Everest sherpas say they are abandoning climbing season
NEPAL, KATHMANDU-Agence France-Presse
Relatives of mountaineers, killed in an avalanche on Mount Everest, cry during the funeral ceremony in Katmandu, Nepal. AP Photo
Nepalese guides on Everest told AFP on Tuesday they were packing up and leaving the mountain after a meeting at which they decided to abandon this year's climbing season to honour their dead colleagues.We had a long meeting this afternoon and we decided to stop our climbing this year to honour our fallen brothers. All sherpas are united in this," local guide, Tulsi Gurung, told AFP from base camp.
Some guides have already left and others will take about a week to pack up everything and go," said Gurung, whose brother is among those missing after an avalanche killed 13 sherpas and left three buried in deep snow.
Another sherpa guide, Pasang Sherpa, added: "Sixteen people have died on this mountain on the first day of our climb, how can we step on it now?"
The guides had threatened to cancel all climbing on Mount Everest and issued an ultimatum to the government, demanding higher compensation, an agreement to revise insurance payments and a welfare fund by next Monday.
The decision to abandon the season appeared to pre-empt the outcome of talks which are underway in Kathmandu. High-profile Western mountaineers left base camp for the capital Tuesday afternoon to seek a resolution to the crisis.

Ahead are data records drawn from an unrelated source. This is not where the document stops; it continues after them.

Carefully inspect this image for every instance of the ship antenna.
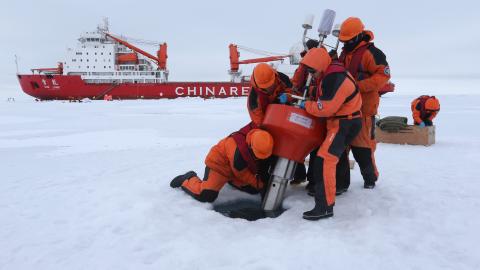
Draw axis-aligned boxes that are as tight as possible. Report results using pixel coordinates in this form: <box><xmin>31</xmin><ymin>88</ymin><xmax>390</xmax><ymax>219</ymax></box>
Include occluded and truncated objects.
<box><xmin>15</xmin><ymin>54</ymin><xmax>18</xmax><ymax>75</ymax></box>
<box><xmin>103</xmin><ymin>17</ymin><xmax>109</xmax><ymax>33</ymax></box>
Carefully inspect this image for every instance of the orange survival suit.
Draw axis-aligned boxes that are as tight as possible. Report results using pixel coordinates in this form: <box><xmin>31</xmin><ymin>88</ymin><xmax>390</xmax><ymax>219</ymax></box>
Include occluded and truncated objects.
<box><xmin>247</xmin><ymin>63</ymin><xmax>292</xmax><ymax>126</ymax></box>
<box><xmin>302</xmin><ymin>48</ymin><xmax>362</xmax><ymax>220</ymax></box>
<box><xmin>170</xmin><ymin>123</ymin><xmax>273</xmax><ymax>202</ymax></box>
<box><xmin>412</xmin><ymin>95</ymin><xmax>440</xmax><ymax>126</ymax></box>
<box><xmin>339</xmin><ymin>17</ymin><xmax>390</xmax><ymax>188</ymax></box>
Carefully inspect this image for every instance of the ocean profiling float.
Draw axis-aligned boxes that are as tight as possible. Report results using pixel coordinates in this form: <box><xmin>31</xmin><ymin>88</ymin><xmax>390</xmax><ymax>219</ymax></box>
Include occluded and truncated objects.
<box><xmin>214</xmin><ymin>9</ymin><xmax>335</xmax><ymax>221</ymax></box>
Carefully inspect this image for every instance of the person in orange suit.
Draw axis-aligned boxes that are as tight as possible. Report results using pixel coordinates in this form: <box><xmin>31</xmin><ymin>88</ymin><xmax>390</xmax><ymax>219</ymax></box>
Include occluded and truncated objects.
<box><xmin>412</xmin><ymin>95</ymin><xmax>440</xmax><ymax>128</ymax></box>
<box><xmin>170</xmin><ymin>123</ymin><xmax>273</xmax><ymax>202</ymax></box>
<box><xmin>339</xmin><ymin>17</ymin><xmax>390</xmax><ymax>188</ymax></box>
<box><xmin>291</xmin><ymin>46</ymin><xmax>350</xmax><ymax>196</ymax></box>
<box><xmin>302</xmin><ymin>48</ymin><xmax>362</xmax><ymax>220</ymax></box>
<box><xmin>247</xmin><ymin>63</ymin><xmax>312</xmax><ymax>182</ymax></box>
<box><xmin>247</xmin><ymin>63</ymin><xmax>292</xmax><ymax>126</ymax></box>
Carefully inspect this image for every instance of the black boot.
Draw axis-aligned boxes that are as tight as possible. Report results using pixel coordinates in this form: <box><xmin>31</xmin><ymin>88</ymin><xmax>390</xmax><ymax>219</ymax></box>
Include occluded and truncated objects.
<box><xmin>170</xmin><ymin>171</ymin><xmax>197</xmax><ymax>188</ymax></box>
<box><xmin>363</xmin><ymin>181</ymin><xmax>375</xmax><ymax>189</ymax></box>
<box><xmin>305</xmin><ymin>181</ymin><xmax>315</xmax><ymax>197</ymax></box>
<box><xmin>303</xmin><ymin>204</ymin><xmax>333</xmax><ymax>220</ymax></box>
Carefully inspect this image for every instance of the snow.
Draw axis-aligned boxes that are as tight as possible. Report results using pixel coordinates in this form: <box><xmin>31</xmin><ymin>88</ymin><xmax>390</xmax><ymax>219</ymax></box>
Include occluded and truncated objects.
<box><xmin>0</xmin><ymin>83</ymin><xmax>480</xmax><ymax>270</ymax></box>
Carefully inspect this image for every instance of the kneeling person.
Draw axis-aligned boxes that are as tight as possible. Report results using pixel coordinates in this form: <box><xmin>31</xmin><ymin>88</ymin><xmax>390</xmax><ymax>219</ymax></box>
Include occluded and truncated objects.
<box><xmin>412</xmin><ymin>95</ymin><xmax>440</xmax><ymax>127</ymax></box>
<box><xmin>170</xmin><ymin>123</ymin><xmax>273</xmax><ymax>202</ymax></box>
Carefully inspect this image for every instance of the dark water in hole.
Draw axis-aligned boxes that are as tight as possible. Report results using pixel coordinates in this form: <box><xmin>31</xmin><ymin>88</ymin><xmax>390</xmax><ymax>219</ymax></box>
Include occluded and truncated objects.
<box><xmin>213</xmin><ymin>199</ymin><xmax>286</xmax><ymax>221</ymax></box>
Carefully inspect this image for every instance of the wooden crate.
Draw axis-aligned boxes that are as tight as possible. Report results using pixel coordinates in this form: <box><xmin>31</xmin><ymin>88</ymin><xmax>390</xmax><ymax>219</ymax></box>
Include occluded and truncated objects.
<box><xmin>375</xmin><ymin>125</ymin><xmax>435</xmax><ymax>146</ymax></box>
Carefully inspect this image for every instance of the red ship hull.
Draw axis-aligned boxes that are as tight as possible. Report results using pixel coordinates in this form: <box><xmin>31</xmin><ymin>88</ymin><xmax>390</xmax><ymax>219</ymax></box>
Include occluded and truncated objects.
<box><xmin>18</xmin><ymin>75</ymin><xmax>395</xmax><ymax>100</ymax></box>
<box><xmin>18</xmin><ymin>74</ymin><xmax>250</xmax><ymax>100</ymax></box>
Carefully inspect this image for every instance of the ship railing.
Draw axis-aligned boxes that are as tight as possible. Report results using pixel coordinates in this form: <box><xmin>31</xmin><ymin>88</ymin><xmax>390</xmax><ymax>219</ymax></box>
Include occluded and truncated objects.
<box><xmin>84</xmin><ymin>79</ymin><xmax>165</xmax><ymax>84</ymax></box>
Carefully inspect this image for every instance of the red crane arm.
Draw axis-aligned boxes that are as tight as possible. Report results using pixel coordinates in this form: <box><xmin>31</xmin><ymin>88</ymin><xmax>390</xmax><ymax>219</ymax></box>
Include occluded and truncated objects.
<box><xmin>238</xmin><ymin>55</ymin><xmax>289</xmax><ymax>64</ymax></box>
<box><xmin>105</xmin><ymin>33</ymin><xmax>160</xmax><ymax>64</ymax></box>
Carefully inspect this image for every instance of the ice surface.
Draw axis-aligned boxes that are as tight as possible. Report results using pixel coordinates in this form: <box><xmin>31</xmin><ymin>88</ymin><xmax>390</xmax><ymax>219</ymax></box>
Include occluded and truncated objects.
<box><xmin>0</xmin><ymin>81</ymin><xmax>480</xmax><ymax>270</ymax></box>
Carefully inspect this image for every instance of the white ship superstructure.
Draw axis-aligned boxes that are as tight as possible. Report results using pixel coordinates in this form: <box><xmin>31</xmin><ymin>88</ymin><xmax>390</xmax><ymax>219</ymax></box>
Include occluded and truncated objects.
<box><xmin>63</xmin><ymin>19</ymin><xmax>168</xmax><ymax>83</ymax></box>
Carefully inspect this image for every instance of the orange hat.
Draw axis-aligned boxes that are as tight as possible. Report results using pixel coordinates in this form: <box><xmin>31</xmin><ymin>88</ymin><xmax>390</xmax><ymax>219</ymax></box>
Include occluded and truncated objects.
<box><xmin>425</xmin><ymin>97</ymin><xmax>440</xmax><ymax>111</ymax></box>
<box><xmin>251</xmin><ymin>63</ymin><xmax>277</xmax><ymax>89</ymax></box>
<box><xmin>247</xmin><ymin>129</ymin><xmax>273</xmax><ymax>159</ymax></box>
<box><xmin>300</xmin><ymin>47</ymin><xmax>332</xmax><ymax>72</ymax></box>
<box><xmin>338</xmin><ymin>17</ymin><xmax>365</xmax><ymax>42</ymax></box>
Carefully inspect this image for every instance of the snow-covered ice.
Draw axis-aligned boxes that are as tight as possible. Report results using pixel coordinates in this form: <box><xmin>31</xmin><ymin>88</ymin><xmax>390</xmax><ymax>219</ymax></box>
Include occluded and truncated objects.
<box><xmin>0</xmin><ymin>81</ymin><xmax>480</xmax><ymax>270</ymax></box>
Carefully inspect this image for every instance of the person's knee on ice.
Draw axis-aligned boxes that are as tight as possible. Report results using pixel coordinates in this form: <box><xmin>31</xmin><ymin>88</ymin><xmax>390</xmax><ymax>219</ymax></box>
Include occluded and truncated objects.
<box><xmin>172</xmin><ymin>125</ymin><xmax>273</xmax><ymax>202</ymax></box>
<box><xmin>411</xmin><ymin>95</ymin><xmax>440</xmax><ymax>127</ymax></box>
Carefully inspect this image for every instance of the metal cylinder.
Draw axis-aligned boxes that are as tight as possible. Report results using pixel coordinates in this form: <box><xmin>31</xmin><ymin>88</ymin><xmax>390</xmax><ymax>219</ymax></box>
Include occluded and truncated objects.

"They have decided that compensation is not the only issue, they feel like they have to close down Everest this year as a memorial to those who died," said Ed Marzec, an American climber, who spoke to AFP from base camp.
Sherpas earn between $3,000 to $6,000 a season, but their insurance cover is almost always inadequate when accidents happen.
More than 300 people, most of them local guides, have died on the 8,848-metre (29,029-foot) peak since the first ascent by Edmund Hillary and Tenzing Norgay in 1953.